Où va le monde ?

Un saisissant ébranlement marque le tournant des années 1990 : l’URSS et le communisme s’effondrent. La Chine adopte l’économie de marché. Un nouvel univers mondialisé complexe, instable se  présente à nous avec de multiples éventualités. Les dynamiques d’une mondialisation heureuse (1985-2001) s’essoufflent, une mondialisation douloureuse s’installe progressivement. C’est la désillusion aussi du côté européen.

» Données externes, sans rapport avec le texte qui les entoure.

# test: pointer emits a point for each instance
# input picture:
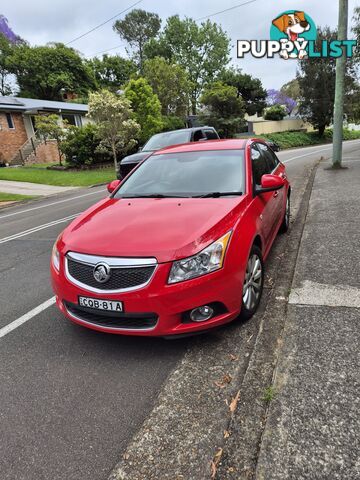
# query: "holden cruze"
(179, 245)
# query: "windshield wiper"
(153, 195)
(218, 194)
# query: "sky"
(41, 21)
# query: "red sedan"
(179, 245)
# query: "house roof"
(33, 105)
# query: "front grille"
(126, 168)
(120, 278)
(129, 321)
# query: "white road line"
(36, 229)
(28, 316)
(50, 204)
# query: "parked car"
(273, 145)
(162, 140)
(179, 246)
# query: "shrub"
(83, 144)
(275, 112)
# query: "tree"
(170, 83)
(6, 49)
(250, 89)
(291, 89)
(356, 31)
(49, 127)
(202, 50)
(114, 118)
(275, 112)
(225, 109)
(45, 72)
(146, 107)
(316, 78)
(111, 72)
(276, 97)
(137, 28)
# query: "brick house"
(18, 142)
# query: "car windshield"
(189, 174)
(162, 140)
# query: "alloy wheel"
(253, 282)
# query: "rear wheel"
(286, 220)
(253, 284)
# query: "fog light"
(201, 314)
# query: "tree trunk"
(321, 130)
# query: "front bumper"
(165, 303)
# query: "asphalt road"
(71, 398)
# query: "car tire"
(284, 227)
(253, 284)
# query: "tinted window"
(187, 174)
(198, 135)
(166, 139)
(269, 155)
(211, 135)
(9, 120)
(259, 164)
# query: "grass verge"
(12, 197)
(83, 178)
(304, 139)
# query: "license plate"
(98, 304)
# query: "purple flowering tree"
(275, 97)
(6, 30)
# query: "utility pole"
(340, 87)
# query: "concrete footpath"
(313, 422)
(32, 189)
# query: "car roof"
(232, 144)
(190, 129)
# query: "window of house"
(72, 119)
(9, 120)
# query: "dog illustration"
(293, 25)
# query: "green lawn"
(83, 178)
(12, 197)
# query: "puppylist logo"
(293, 36)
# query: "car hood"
(166, 228)
(136, 157)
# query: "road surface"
(71, 398)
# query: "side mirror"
(113, 185)
(270, 183)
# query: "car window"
(269, 155)
(166, 139)
(259, 164)
(198, 135)
(187, 174)
(211, 135)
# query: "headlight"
(208, 260)
(55, 257)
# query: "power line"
(196, 20)
(223, 11)
(103, 23)
(104, 51)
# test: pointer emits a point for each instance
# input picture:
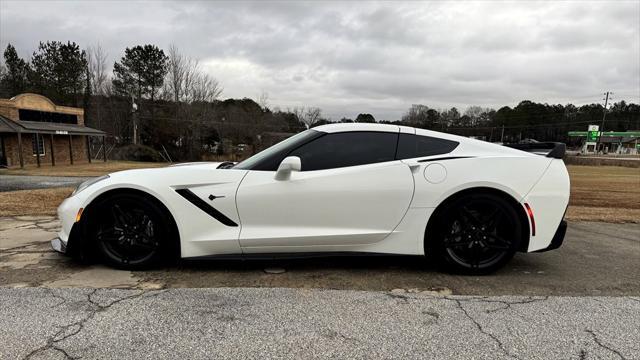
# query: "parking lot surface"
(236, 323)
(581, 301)
(596, 259)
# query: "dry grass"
(96, 168)
(32, 202)
(605, 193)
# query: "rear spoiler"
(548, 149)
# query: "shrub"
(136, 153)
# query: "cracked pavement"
(581, 301)
(241, 323)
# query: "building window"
(46, 116)
(37, 143)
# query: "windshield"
(269, 159)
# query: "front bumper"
(558, 237)
(58, 245)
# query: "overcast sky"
(376, 57)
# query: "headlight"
(88, 183)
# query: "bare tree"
(176, 74)
(97, 62)
(205, 88)
(309, 116)
(263, 100)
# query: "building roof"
(619, 139)
(10, 126)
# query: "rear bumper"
(558, 237)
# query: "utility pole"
(134, 115)
(604, 116)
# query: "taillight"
(533, 222)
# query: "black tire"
(130, 231)
(476, 234)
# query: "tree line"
(167, 101)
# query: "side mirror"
(289, 164)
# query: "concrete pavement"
(252, 323)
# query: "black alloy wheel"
(130, 232)
(478, 234)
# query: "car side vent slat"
(202, 205)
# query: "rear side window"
(336, 150)
(412, 146)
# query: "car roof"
(343, 127)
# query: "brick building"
(33, 130)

Comment en est-on  arrivé là ? 

Quelles dynamiques dominent aujourd’hui le monde ? L’économie ou la géopolitique ? La première saura-t-elle pacifier le monde et l’unir dans un même destin ? La seconde finira-t-elle par casser l’unification des marchés au profit des désordres et de rivalités incontrôlées ? Des questions qui alimentent le dialogue entre Nicole Gnesetto, professeure titulaire de la chaire sur l’Union européenne au Conservatoire national des arts et métiers et Pascal Lamy qui a été commissaire européen puis directeur général de l’OMC, dialogue conduit par  Jean-Michel Baer, directeur de la culture puis de la recherche en sciences sociales à la Commission européenne.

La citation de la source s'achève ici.